I wasn’t the only one frustrated by this. Around the same time I started building a solution, a couple of other projects popped up tackling the same problem (more on those below). But I’d already gone deep enough that it made sense to finish.

What I Built

Tauri-WebDriver is an open-source W3C WebDriver v1 implementation for Tauri apps on macOS, built in collaboration with Claude Code. It’s two Rust crates:

  1. A Tauri plugin that runs inside your app in debug builds. It starts a little HTTP server, injects a JavaScript bridge into the webview, and exposes endpoints for finding elements, clicking things, reading text, managing windows, executing scripts, etc.
  2. A CLI binary (tauri-wd) that speaks the standard W3C WebDriver protocol on port 4444. WebDriverIO, Selenium, or any W3C-compatible test runner connects to it like they would any browser driver. The CLI launches your app, discovers the plugin's port, and translates every WebDriver command into a plugin API call.
WebDriverIO/Selenium ──HTTP:4444──> tauri-wd CLI ──HTTP──> plugin inside your app

It’s not “100% of WebDriver,” but it covers a surprisingly large subset: element finding, input, screenshots, actions, windows, cookies, iframes/shadow DOM, alerts, print-to-PDF, and computed ARIA roles.

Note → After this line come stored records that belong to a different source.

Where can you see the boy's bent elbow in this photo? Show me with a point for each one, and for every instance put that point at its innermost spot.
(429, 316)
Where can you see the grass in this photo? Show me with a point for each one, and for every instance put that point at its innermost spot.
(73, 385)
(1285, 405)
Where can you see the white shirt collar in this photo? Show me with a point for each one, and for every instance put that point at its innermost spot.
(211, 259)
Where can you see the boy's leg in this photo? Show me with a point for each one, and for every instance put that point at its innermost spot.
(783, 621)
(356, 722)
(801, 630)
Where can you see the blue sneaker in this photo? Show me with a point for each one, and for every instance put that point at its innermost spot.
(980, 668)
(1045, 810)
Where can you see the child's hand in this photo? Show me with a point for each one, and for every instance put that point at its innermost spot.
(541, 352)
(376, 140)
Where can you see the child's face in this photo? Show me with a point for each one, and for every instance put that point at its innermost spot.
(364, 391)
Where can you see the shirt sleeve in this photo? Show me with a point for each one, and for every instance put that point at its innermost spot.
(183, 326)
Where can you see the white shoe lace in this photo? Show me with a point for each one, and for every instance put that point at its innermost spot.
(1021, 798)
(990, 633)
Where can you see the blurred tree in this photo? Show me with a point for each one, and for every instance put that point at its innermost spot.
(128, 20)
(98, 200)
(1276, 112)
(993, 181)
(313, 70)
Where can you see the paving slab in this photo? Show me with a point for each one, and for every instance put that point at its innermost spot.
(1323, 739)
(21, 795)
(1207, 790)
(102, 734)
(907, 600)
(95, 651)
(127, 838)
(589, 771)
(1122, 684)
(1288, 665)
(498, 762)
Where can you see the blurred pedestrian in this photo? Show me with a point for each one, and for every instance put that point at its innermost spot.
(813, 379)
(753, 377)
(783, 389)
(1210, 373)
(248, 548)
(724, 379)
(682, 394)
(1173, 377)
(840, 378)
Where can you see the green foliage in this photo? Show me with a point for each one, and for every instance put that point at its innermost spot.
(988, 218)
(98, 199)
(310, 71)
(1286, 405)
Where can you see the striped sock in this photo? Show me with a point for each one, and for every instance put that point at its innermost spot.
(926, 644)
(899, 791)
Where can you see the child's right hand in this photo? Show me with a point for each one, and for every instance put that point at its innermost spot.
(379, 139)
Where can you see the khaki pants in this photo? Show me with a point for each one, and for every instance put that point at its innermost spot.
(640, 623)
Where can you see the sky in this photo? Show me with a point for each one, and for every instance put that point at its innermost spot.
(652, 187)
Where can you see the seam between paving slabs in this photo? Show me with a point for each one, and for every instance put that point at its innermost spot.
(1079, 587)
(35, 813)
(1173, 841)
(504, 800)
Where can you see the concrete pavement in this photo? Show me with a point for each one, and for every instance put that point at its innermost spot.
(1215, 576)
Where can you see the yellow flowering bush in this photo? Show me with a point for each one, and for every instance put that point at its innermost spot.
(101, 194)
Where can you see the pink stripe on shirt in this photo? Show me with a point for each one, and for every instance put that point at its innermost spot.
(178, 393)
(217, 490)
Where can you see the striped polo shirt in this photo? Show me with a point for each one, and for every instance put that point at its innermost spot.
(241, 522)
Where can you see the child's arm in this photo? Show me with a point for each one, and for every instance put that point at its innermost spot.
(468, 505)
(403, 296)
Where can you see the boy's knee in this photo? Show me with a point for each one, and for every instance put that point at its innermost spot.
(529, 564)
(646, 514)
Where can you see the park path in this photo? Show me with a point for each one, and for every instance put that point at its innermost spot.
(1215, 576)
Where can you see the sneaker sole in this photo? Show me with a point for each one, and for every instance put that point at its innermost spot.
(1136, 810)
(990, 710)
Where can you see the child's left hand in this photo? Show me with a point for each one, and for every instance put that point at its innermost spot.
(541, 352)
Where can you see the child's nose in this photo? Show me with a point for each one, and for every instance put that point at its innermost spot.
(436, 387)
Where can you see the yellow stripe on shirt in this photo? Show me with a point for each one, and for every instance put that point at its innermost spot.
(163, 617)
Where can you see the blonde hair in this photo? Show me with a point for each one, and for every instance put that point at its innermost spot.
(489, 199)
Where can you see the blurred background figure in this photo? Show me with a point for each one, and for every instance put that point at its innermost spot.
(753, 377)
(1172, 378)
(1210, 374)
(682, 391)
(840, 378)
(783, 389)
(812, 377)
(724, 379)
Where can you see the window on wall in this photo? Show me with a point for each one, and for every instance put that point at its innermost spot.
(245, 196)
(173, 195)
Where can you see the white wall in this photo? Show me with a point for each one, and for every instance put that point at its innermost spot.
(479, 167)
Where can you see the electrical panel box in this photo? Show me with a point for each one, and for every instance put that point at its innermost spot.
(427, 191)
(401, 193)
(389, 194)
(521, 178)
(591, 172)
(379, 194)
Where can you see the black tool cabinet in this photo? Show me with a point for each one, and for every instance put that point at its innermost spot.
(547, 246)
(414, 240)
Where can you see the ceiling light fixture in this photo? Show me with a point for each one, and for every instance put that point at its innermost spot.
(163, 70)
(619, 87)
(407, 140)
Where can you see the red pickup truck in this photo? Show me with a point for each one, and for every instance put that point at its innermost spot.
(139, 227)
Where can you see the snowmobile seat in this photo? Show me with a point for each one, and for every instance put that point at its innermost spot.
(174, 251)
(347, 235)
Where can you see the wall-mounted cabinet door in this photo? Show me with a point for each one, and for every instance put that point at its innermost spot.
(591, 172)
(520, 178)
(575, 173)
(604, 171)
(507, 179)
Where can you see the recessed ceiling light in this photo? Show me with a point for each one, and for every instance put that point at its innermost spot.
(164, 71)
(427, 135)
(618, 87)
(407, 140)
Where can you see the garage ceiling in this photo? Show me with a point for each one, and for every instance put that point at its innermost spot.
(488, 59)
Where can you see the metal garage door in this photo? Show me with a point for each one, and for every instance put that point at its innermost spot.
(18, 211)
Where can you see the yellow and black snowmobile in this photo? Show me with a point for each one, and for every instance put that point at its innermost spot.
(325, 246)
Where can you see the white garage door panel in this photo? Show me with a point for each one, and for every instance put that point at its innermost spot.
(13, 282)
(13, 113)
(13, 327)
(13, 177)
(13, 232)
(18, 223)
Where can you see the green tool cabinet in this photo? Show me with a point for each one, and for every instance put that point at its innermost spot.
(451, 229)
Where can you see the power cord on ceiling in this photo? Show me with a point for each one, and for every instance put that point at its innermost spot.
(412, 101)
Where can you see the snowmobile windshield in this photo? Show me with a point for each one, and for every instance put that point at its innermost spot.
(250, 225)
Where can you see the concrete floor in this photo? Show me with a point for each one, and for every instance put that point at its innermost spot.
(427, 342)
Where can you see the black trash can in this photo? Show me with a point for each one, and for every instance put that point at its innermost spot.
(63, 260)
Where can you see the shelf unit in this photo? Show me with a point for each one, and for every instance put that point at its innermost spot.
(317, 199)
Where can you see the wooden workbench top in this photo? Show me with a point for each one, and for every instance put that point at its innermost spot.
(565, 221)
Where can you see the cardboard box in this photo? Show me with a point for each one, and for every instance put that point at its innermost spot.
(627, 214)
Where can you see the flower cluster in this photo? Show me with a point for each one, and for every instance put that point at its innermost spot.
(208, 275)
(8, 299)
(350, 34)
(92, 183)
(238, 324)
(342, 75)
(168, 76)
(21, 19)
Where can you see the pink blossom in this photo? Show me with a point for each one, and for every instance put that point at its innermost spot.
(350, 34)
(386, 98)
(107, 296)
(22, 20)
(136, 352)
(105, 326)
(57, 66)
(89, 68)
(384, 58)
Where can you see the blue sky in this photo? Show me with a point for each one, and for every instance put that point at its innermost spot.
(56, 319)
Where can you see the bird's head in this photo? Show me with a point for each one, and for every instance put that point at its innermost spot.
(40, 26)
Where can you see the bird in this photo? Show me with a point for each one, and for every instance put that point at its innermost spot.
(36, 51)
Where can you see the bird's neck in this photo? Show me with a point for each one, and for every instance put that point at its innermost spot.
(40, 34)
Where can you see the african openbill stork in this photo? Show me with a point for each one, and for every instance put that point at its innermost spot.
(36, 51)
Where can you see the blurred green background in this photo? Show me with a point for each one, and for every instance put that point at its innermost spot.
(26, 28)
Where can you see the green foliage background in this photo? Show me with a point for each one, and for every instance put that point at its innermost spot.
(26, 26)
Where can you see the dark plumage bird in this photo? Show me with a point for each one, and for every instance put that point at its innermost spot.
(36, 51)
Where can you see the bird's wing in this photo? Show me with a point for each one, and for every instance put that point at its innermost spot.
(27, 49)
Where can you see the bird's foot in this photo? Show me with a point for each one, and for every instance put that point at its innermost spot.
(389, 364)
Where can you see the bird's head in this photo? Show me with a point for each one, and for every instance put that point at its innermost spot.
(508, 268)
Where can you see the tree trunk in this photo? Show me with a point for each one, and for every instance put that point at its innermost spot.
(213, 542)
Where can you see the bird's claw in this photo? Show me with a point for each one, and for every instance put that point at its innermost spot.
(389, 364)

AI-Powered Testing with MCP

One thing I'm particularly excited about is the MCP (Model Context Protocol) integration. I connected tauri-webdriver to mcp-tauri-automation, an MCP server that lets AI agents like Claude Code directly launch, inspect, and interact with your Tauri app. You can say "click the submit button, fill in the form, and take a screenshot" and it just works.

I forked the original project to add some features I needed -- execute_script, get_page_title, get_page_url, multi-strategy element selectors, configurable screenshot timeouts, and wait_for_navigation – and submitted those upstream.

Alternatives

I'd be remiss not to mention the other solutions that exist:

  • CrabNebula Webdriver for Tauri – A commercial hosted testing service with macOS WebDriver support.
  • tauri-plugin-webdriver – An open-source Tauri plugin that embeds a WebDriver server directly in the plugin (single-crate vs. my two-crate approach). It supports (or plans to support) macOS, Linux, and Windows, so if you need cross-platform WebDriver support, this is probably the more pragmatic choice.

After starting this, I learned others were building similar things so this was admittedly not the greatest use of time. But, I learned more about Rust, Tauri’s plugin system, the W3C WebDriver spec, WKWebView quirks, and what’s happening under the hood when you capture screenshots in E2E tests.

Try It

If you're building a Tauri app on macOS and want automated e2e tests follow the quick start in the GitHub repo. The README also has additional information and a complete endpoint reference.

Disclosure: The code for this project was written in collaboration with Claude Code.